Remedy Logic, 1177 Avenue of the Americas, 5th Floor, New York, NY, 10036, USA.
Hospital for Special Surgery, 535 East 70th Street, New York, NY, 10021, USA.
Eur Spine J. 2024 Mar;33(3):941-948. doi: 10.1007/s00586-023-08089-2. Epub 2023 Dec 27.
To develop a three-stage convolutional neural network (CNN) approach to segment anatomical structures, classify the presence of lumbar spinal stenosis (LSS) for all 3 stenosis types: central, lateral recess and foraminal and assess its severity on spine MRI and to demonstrate its efficacy as an accurate and consistent diagnostic tool.

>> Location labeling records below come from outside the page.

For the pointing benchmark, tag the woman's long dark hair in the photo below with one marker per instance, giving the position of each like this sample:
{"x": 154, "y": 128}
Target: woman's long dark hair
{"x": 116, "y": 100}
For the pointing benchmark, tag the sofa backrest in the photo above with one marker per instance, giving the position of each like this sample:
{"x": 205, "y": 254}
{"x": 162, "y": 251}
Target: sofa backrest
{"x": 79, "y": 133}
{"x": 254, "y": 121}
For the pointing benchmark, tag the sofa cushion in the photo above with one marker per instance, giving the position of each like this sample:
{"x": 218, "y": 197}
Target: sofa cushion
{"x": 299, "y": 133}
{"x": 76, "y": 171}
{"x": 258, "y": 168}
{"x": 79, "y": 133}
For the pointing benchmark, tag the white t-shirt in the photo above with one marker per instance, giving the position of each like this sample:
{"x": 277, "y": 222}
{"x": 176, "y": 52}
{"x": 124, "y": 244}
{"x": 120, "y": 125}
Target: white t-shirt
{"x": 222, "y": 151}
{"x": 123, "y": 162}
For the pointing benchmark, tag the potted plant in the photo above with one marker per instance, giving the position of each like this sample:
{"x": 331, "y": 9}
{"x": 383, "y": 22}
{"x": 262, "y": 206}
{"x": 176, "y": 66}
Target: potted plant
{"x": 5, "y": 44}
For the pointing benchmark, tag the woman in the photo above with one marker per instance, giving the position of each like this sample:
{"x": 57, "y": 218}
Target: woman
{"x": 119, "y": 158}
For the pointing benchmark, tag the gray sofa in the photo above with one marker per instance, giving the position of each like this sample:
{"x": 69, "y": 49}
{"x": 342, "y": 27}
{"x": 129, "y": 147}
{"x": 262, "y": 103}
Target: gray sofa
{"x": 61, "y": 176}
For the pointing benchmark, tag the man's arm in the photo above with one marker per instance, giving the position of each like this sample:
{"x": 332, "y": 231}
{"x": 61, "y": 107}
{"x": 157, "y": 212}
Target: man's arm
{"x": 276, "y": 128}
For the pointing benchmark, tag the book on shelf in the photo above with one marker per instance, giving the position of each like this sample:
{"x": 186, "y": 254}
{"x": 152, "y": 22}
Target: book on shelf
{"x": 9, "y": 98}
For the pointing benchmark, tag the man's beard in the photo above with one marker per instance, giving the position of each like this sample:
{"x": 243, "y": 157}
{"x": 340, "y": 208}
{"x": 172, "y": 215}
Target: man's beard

The three-stage model was trained on 1635 annotated lumbar spine MRI studies consisting of T2-weighted sagittal and axial planes at each vertebral level. Accuracy of the model was evaluated on an external validation set of 150 MRI studies graded on a scale of absent, mild, moderate or severe by a panel of 7 radiologists. The reference standard for all types was determined by majority voting and in case of disagreement, adjudicated by an external radiologist. The radiologists' diagnoses were then compared to the diagnoses of the model.
The model showed comparable performance to the radiologist average both in terms of the determination of presence/absence of LSS as well as severity classification, for all 3 stenosis types. In the case of central canal stenosis, the sensitivity, specificity and AUROC of the CNN were (0.971, 0.864, 0.963) for binary (presence/absence) classification compared to the radiologist average of (0.786, 0.899, 0.842). For lateral recess stenosis, the sensitivity, specificity and AUROC of the CNN were (0.853, 0.787, 0.907) compared to the radiologist average of (0.713, 0.898, 805). For foraminal stenosis, the sensitivity, specificity and AUROC of the CNN were (0.942, 0.844, 0.950) compared to the radiologist average of (0.879, 0.877, 0.878). Multi-class severity classifications showed similarly comparable statistics.
The CNN showed comparable performance to radiologist subspecialists for the detection and classification of LSS. The integration of neural network models in the detection of LSS could bring higher accuracy, efficiency, consistency, and post-hoc interpretability in diagnostic practices.
开发一种三阶段卷积神经网络(CNN)方法来分割解剖结构,对所有 3 种狭窄类型(中央型、侧隐窝型和椎间孔型)的腰椎椎管狭窄症(LSS)进行分类,并评估其在脊柱 MRI 上的严重程度,并证明其作为一种准确和一致的诊断工具的有效性。
该三阶段模型在由每个椎骨水平的 T2 加权矢状面和轴位组成的 1635 个标注腰椎 MRI 研究上进行了训练。该模型的准确性在由 7 位放射科医生组成的小组对 150 个 MRI 研究进行分级的缺失、轻度、中度或重度的外部验证集上进行了评估。所有类型的参考标准都是通过多数投票确定的,如果存在分歧,则由外部放射科医生进行裁决。然后将放射科医生的诊断与模型的诊断进行比较。
该模型在确定 LSS 的存在/缺失以及严重程度分类方面,与放射科医生的平均水平相比,在所有 3 种狭窄类型上都表现出了相当的性能。在中央椎管狭窄的情况下,CNN 的敏感性、特异性和 AUROC 分别为(0.971、0.864、0.963),用于二进制(存在/缺失)分类,而放射科医生的平均值为(0.786、0.899、0.842)。对于侧隐窝狭窄,CNN 的敏感性、特异性和 AUROC 分别为(0.853、0.787、0.907),而放射科医生的平均值为(0.713、0.898、805)。对于椎间孔狭窄,CNN 的敏感性、特异性和 AUROC 分别为(0.942、0.844、0.950),而放射科医生的平均值为(0.879、0.877、0.878)。多类严重程度分类显示出类似的可比统计数据。
CNN 在检测和分类 LSS 方面与放射科专家表现相当。在 LSS 的检测中整合神经网络模型,可以在诊断实践中提高准确性、效率、一致性和后处理可解释性。